Cloudron as reverse proxy for non-Cloudron apps

oj

Cloudron admins also run other apps (e.g. Jitsi, Zammad, BlueSpice) on other non-Cloudron servers that use the subdomains of domains that exist on Cloudron. This is because these apps are not on Cloudron.

Nginx reverse proxy is an excellent tool for this multiple-server environment, creating a unified client experience and also keeps the other servers anonymous.

Since the Cloudron server's security is likely to be better than that of the other non-Cloudron servers (for an amateur Admin like me), can the Cloudron server be enabled - via a GUI - to make it easy to play this reverse proxy role for the other non-Cloudron servers?

robi

@oj While many of us handle this situation via separate CLI config files for nginx directly, once Cloudron 7.0 is released, the multi-host nature of this planned release will be a better time to address such a GUI feature.

oj

@oj said in Cloudron as reverse proxy for non-Cloudron apps:

Nginx reverse proxy is an excellent tool for this multiple-server environment, creating a unified client experience and also keeps the other servers anonymous.

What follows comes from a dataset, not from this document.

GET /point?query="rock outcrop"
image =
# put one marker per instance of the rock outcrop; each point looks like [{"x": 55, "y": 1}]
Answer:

https://nginxproxymanager.com/
https://github.com/jc21/nginx-proxy-manager

"I created this project to fill a personal need to provide users with a easy way to accomplish reverse proxying hosts with SSL termination and it had to be so easy that a monkey could do it."

robi

@oj nice find. This may be good as a second tier reverse proxy for a (sub)domain as it runs as an App in a container and needs a DB.

The main Cloudron Nginx would be fronting it.

oj

@girish @nebulon Is it OK to change the title of this post to "NginxProxy Manager as reverse proxy for non-Cloudron apps" and leave it here in "Discuss" or should I make a new post in "App Wishlist"? Not sure about the forum's rules of etiquette!

fbartels

I am still on the fence if an app such as nginx proxy manager would really be useful on Cloudron.

Normally these types of apps are used to expose apps from the local system or maybe a private network to the internet. And what would be local to the app is already a Cloudron app and therefore covered. And since most Cloudron installations are running on a virtual server in a datacenter there is usually no private network either, meaning that communication to other apps would be plain text unless the app is already configured for ssl. And when you can already configure the app for ssl, you don't need a reverse proxy to do that for you.

Plus: skimming through their documentation I did not see a switch to disable their lets encrypt handling.

girish

I wonder if nginxproxymanager is an app or something that we have to make sure Cloudron should integrate with? I feel it's the latter. If that's the case, let us know what is needed on the Cloudron side to make proxying work.

What I mean is: nginx proxy manager should be your "front" and Cloudron is just one of the apps it proxies to.

If there is an API, maybe we can at some point look into integrating with nginx proxy manager i.e an app installation can add entries into nginx proxy manager. Of course, this is viable only if nginx proxy manager is a supported and reasonably popular product. I remember we had similar ideas for integrating with Cloud Firewalls to open up ports automatically.